I'd do pre-made if you could, Ziwi is good but it's SO expensive , here it's around $140 for an 11lb bag. The fish formula might be okay, it's less rich than the other two.


----------



## GoingPostal (Sep 5, 2011)

I use both for my ferrets, the Vital Essentials nibblets might be easier to deal with, they look like big kibbles almost, I have them and the patties, Ziwipeak is like jerky and a little smelly to deal with, would probably be more expensive as well. Lamb should be an easy meat to handle I would think. I have fed the VE to the raw dog in a pinch and she had no problem but never given her the Ziwipeak except for treats.


----------



## whiteleo (Sep 7, 2008)

Love ziwipeak, I use this for the non raw friendly boarding kennels when the dogs have to go which isn't a lot...Hands down Ziwipeak!


----------



## SaharaNight Boxers (Jun 28, 2011)

Ziwipeak is more expensive I believe. I'll have to find out if I can buy it locally. I know I can with the Vital Essentials.


----------



## sozzle (May 18, 2011)

If it's any consolation Ziwipeak costs and arm and a leg here too!


----------



## SaharaNight Boxers (Jun 28, 2011)

Wow that's actually a surprise! I also forgot about RealMeat Pet Food. They have a chicken formula. Any experiences with them? The Real Meat Company


----------



## Celt (Dec 27, 2010)

I've used vital essential as a treat because I can't get the freeze dried stuff in anything other than sample bags. To me it looks the most like kibble, the soft kind, like in Dog Chow Healthy Morsels or similar large, softish kibble. The smell is pretty much the same too. I don't know about the others, never seen them. But you might be able to pass Vital essential off as kibble with little "rebagging"


----------



## pina (Mar 11, 2013)

Anyone know the difference between air dried (like Ziwi) and freeze dried (like Vital Essentials)? Does one method preserve nutrients better than the other?

Thanks!


----------



## RawPitbulls (Feb 7, 2013)

I like ZiwiPeak


----------



## Jack Monzon (Jul 25, 2010)

I fed Ziwipeak for a few months. Only complaint was I had trouble keeping weight on my dog, and it's obscenely expensive. It is a great value when used as a treat, though, if you have enough dogs to use it up in time.


----------



## indybindy (Jun 17, 2010)

What about sending along some great canned foods? Some of those cans are a bit more "raw-like" and I'm sure the handler wouldn't have a problem with those. Plus, they are a bit cheaper than the ziwipeak. 

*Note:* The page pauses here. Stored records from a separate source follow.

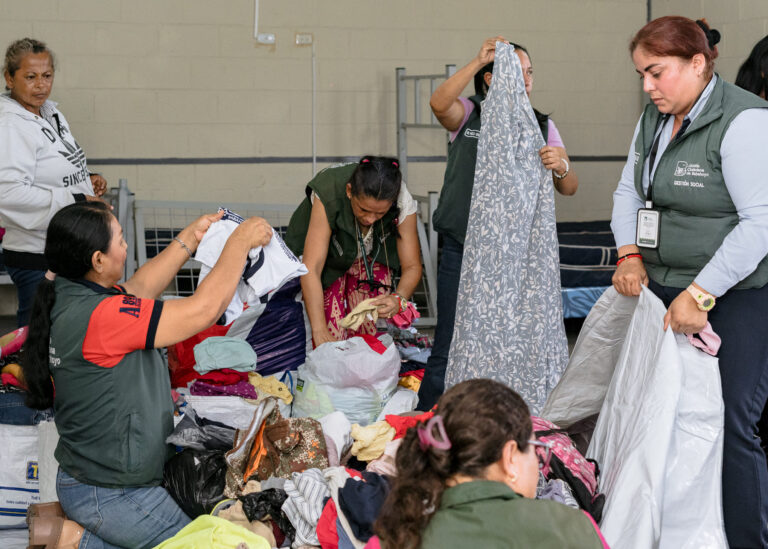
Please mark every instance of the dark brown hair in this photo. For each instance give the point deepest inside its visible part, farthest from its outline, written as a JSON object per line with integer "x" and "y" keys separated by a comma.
{"x": 480, "y": 417}
{"x": 675, "y": 36}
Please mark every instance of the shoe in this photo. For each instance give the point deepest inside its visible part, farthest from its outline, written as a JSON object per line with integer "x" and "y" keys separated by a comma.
{"x": 54, "y": 532}
{"x": 51, "y": 509}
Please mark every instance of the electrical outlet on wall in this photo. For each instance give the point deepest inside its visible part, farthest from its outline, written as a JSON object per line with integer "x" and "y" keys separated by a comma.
{"x": 265, "y": 38}
{"x": 303, "y": 38}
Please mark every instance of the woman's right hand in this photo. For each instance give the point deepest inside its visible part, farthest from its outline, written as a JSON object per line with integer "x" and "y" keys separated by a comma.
{"x": 91, "y": 198}
{"x": 322, "y": 335}
{"x": 630, "y": 276}
{"x": 256, "y": 230}
{"x": 487, "y": 52}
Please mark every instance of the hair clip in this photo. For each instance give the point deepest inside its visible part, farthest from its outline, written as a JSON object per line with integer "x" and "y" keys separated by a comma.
{"x": 427, "y": 439}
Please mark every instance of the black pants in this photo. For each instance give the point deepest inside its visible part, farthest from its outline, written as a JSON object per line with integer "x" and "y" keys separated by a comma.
{"x": 448, "y": 276}
{"x": 740, "y": 318}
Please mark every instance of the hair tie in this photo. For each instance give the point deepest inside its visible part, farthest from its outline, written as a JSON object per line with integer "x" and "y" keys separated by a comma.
{"x": 427, "y": 439}
{"x": 713, "y": 35}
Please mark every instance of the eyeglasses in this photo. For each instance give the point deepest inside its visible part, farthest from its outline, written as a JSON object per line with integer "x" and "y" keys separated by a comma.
{"x": 544, "y": 452}
{"x": 371, "y": 286}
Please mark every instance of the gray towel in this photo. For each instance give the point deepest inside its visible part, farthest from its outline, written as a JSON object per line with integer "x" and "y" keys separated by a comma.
{"x": 509, "y": 313}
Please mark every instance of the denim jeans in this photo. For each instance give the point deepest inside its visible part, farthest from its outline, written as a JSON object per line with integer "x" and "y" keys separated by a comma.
{"x": 739, "y": 319}
{"x": 26, "y": 281}
{"x": 448, "y": 276}
{"x": 14, "y": 412}
{"x": 133, "y": 517}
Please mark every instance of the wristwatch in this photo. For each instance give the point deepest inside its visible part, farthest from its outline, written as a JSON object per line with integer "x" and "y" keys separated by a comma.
{"x": 704, "y": 301}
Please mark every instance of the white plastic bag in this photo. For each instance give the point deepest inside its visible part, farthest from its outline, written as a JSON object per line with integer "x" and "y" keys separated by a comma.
{"x": 48, "y": 438}
{"x": 659, "y": 435}
{"x": 19, "y": 485}
{"x": 348, "y": 376}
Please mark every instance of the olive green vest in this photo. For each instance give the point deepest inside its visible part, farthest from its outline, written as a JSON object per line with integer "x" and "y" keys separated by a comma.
{"x": 112, "y": 422}
{"x": 488, "y": 514}
{"x": 688, "y": 189}
{"x": 452, "y": 213}
{"x": 330, "y": 185}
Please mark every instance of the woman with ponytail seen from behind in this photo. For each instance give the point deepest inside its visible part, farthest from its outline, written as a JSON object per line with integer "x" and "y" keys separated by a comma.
{"x": 92, "y": 352}
{"x": 467, "y": 478}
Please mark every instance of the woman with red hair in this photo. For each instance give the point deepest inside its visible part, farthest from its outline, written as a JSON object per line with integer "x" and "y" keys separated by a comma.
{"x": 690, "y": 219}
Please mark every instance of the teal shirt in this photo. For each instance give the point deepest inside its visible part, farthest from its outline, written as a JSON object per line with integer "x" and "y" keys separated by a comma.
{"x": 490, "y": 515}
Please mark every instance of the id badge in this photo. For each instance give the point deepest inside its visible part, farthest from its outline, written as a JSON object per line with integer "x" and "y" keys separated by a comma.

Also, just a thought. The handler is employed by you! I understand if she doesn't want to deal with 100% raw while on the road, but I don't think you need to spend tons of effort trying to hide a product like VE or ziwipeak. Thats EASY to feed, she shouldn't complain.


----------



## SaharaNight Boxers (Jun 28, 2011)

I was surprised to see this dug back up! It's been almost a year I believe. Anyway, we ended up going with the Welleness 95% cans which worked great. Only complaint was the bigger poops and gas sometimes.


----------



## pina (Mar 11, 2013)

Gave her Nature's Variety Instinct Raw Chicken Bites yesterday. She gobbled them up, frozen. I plan to replace some of her current food with this or a similar product, b/c this is just "pour and serve" and I don't have to worry about balancing her nutrients. Up until now I have fed her pet burger from US Wellness Meats (90% grass fed beef, 5% beef heart, 5% beef liver). I mix it the pet burger with pureed vegetables and raw pastured organic eggs from a local farm. She also eats raw chicken wings, a spoonful of Cabot's whole plain Greek yogurt on occasion, and sometimes bits of cheese.

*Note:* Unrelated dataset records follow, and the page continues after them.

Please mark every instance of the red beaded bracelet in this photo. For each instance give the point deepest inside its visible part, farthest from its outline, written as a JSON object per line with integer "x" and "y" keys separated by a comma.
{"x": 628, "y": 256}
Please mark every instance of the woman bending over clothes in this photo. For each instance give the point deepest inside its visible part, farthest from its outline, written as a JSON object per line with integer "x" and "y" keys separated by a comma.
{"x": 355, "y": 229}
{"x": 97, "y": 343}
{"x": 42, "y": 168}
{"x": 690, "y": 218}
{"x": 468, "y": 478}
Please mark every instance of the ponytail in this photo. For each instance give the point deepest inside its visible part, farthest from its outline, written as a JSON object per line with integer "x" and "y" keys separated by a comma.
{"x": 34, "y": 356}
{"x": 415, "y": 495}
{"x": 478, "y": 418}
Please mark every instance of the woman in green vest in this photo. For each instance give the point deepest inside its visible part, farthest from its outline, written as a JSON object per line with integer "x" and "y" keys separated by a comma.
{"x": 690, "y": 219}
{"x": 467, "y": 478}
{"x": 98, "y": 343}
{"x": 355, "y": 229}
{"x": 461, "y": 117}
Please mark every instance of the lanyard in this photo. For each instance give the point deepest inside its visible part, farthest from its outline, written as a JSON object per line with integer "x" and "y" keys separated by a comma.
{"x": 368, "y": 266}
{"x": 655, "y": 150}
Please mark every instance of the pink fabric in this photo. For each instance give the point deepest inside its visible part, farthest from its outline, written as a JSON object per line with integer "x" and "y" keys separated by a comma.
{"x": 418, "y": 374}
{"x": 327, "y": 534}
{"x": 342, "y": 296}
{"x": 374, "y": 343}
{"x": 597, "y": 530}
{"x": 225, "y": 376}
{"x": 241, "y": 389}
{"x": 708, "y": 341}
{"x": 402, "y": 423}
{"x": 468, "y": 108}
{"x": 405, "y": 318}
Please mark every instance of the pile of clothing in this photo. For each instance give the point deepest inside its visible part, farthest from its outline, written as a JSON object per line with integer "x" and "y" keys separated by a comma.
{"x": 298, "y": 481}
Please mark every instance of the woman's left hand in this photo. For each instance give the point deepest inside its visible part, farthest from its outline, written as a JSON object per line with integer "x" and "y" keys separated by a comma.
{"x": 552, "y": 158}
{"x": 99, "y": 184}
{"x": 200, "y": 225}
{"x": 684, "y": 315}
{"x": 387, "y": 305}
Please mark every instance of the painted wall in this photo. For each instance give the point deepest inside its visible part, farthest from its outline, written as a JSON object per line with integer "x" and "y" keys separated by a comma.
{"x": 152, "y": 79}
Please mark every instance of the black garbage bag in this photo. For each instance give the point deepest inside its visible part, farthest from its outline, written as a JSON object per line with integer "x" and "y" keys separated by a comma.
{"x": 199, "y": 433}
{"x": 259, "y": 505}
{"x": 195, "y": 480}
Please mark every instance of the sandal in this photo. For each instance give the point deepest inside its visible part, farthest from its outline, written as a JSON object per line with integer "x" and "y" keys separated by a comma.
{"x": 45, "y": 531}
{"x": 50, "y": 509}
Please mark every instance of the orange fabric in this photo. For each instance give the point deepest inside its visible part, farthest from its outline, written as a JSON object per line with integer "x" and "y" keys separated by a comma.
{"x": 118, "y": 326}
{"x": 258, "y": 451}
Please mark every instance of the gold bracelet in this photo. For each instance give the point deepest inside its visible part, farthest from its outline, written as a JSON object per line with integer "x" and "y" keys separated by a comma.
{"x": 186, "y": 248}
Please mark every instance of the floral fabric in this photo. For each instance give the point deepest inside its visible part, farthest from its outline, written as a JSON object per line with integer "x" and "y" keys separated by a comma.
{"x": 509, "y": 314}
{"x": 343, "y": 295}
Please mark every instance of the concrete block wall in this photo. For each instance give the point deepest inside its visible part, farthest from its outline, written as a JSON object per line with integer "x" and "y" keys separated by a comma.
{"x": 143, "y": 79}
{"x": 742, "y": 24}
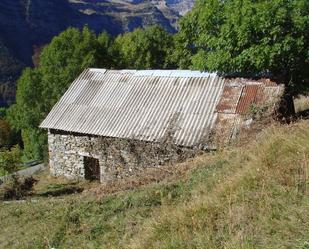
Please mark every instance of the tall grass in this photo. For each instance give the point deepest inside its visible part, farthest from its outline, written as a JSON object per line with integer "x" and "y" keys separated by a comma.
{"x": 254, "y": 196}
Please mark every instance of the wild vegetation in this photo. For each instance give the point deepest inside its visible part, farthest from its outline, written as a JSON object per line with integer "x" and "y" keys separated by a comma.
{"x": 235, "y": 37}
{"x": 253, "y": 195}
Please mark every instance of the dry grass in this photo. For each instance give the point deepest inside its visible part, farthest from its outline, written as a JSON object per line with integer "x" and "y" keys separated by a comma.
{"x": 252, "y": 196}
{"x": 301, "y": 103}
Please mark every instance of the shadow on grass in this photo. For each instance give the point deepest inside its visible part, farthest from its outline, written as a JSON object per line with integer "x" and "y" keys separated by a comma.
{"x": 302, "y": 114}
{"x": 59, "y": 189}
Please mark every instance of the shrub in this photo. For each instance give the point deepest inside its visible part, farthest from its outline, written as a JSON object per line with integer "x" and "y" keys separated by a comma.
{"x": 18, "y": 187}
{"x": 10, "y": 160}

She gets a few treats, Dogswell Vitality Chicken jerky (strips or minis), it's not raw but it is all chicken with flaxseed, vitamins A& E. I wish they did not add the vitamins since it is hard to balance her nutrients with so many products containing added vitamins.

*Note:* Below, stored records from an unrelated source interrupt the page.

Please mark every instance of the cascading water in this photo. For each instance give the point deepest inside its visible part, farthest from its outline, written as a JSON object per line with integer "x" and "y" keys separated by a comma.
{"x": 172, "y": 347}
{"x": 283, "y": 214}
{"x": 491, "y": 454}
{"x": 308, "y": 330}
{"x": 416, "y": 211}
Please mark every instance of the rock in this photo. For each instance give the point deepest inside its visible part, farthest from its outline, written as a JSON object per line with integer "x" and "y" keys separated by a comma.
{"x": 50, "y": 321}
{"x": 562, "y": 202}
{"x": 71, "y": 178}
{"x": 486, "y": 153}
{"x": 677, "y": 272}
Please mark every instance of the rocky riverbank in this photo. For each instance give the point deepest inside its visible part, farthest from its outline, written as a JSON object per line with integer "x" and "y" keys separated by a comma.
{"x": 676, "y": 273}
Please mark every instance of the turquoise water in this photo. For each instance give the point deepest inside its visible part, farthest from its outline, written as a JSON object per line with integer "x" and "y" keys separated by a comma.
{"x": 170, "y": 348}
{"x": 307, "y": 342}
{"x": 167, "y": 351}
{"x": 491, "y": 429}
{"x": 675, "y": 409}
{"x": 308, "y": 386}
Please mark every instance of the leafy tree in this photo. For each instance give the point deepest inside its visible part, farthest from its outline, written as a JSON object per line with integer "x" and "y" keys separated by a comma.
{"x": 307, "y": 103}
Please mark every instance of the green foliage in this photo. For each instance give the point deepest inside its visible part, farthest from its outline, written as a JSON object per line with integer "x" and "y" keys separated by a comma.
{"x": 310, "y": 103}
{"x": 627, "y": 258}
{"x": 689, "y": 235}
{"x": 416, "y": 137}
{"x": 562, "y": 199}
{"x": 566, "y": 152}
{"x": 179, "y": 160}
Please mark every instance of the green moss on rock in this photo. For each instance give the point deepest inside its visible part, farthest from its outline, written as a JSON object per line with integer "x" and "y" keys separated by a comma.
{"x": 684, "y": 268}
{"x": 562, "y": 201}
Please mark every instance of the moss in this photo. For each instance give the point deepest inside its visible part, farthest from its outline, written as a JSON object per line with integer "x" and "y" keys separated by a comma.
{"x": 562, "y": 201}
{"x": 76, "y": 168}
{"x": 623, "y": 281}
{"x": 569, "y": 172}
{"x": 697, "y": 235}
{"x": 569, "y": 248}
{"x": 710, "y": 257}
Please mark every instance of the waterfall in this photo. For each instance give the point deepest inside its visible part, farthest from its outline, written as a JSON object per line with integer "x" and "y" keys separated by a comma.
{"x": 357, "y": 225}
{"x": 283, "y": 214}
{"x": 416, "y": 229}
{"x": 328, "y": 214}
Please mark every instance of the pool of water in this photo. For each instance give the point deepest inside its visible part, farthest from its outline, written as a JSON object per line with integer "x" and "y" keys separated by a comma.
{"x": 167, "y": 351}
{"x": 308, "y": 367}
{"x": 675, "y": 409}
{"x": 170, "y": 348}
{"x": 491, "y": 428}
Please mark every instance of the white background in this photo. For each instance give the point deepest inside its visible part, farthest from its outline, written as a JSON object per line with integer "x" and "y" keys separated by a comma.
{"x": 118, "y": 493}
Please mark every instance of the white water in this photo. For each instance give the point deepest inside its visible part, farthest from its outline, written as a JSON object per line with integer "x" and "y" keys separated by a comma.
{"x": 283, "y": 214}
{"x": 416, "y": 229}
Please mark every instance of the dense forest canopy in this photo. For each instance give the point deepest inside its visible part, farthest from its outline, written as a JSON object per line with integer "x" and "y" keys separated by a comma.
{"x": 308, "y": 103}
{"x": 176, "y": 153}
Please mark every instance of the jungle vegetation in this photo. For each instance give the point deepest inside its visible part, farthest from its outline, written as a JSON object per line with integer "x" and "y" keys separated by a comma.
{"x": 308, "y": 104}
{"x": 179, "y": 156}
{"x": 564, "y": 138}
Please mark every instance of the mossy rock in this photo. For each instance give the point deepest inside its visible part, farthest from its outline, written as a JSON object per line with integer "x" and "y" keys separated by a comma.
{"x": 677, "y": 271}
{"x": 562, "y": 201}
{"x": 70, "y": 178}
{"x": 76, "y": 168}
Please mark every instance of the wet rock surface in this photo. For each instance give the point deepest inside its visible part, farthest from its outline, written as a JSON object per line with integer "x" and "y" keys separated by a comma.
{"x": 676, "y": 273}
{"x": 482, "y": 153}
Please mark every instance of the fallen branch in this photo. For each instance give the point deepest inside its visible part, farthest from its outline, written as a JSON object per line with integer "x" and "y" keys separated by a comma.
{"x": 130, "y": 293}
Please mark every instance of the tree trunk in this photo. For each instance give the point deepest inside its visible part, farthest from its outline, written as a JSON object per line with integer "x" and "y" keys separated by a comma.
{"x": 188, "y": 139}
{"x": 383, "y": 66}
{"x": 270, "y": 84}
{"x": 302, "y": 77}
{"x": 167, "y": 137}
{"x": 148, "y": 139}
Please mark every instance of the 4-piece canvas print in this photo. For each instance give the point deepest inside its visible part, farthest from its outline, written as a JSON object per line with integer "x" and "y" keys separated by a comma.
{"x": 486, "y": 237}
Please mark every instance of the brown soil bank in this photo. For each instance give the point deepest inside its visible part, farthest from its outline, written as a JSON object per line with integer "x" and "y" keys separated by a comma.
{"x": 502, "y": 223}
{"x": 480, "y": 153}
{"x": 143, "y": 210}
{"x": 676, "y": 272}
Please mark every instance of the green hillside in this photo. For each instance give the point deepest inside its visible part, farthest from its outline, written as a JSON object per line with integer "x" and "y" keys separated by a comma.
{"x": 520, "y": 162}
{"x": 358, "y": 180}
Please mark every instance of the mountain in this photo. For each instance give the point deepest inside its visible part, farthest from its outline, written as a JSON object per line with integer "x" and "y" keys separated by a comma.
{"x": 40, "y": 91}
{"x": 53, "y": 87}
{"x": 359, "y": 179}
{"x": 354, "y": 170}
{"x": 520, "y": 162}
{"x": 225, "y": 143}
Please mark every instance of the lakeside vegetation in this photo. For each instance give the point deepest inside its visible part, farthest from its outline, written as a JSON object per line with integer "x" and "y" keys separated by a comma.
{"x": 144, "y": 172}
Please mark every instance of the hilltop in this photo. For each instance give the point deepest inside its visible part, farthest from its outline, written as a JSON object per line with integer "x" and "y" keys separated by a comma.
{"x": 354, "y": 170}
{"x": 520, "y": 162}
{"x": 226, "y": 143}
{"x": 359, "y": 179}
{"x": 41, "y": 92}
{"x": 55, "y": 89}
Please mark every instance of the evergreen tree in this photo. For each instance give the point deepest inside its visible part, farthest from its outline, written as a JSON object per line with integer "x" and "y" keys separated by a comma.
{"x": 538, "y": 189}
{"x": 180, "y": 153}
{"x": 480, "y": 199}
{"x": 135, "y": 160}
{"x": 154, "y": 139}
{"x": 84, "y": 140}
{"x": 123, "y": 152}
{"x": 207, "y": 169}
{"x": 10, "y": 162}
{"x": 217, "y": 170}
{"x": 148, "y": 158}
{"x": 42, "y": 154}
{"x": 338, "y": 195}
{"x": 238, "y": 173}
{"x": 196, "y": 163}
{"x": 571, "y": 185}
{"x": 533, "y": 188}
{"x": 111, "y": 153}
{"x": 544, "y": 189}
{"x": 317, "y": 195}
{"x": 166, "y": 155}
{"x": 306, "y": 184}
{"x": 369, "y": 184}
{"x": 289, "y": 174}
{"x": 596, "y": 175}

Also ordered Primal Pet Foods Turkey and Sardine Formula raw frozen nuggets, and, for travel, ZiwiPeak Daily Dog Air Dried Dog Food Lamb, Vital Essentials Freeze Dried Nibblets Chicken Entree for Dogs, and Addiction Raw Dehydrated Grain Free Dog Food Fig'licious Venison Feast. Going to try these out over the next few months and see what works best. White Dog Bone Co. and Pet Food Direct had some great prices so I just ordered away. 

Apologize if this is a bit off topic/expanded topic ... I am new to the board and can repost wherever it makes sense. Thanks everyone!


----------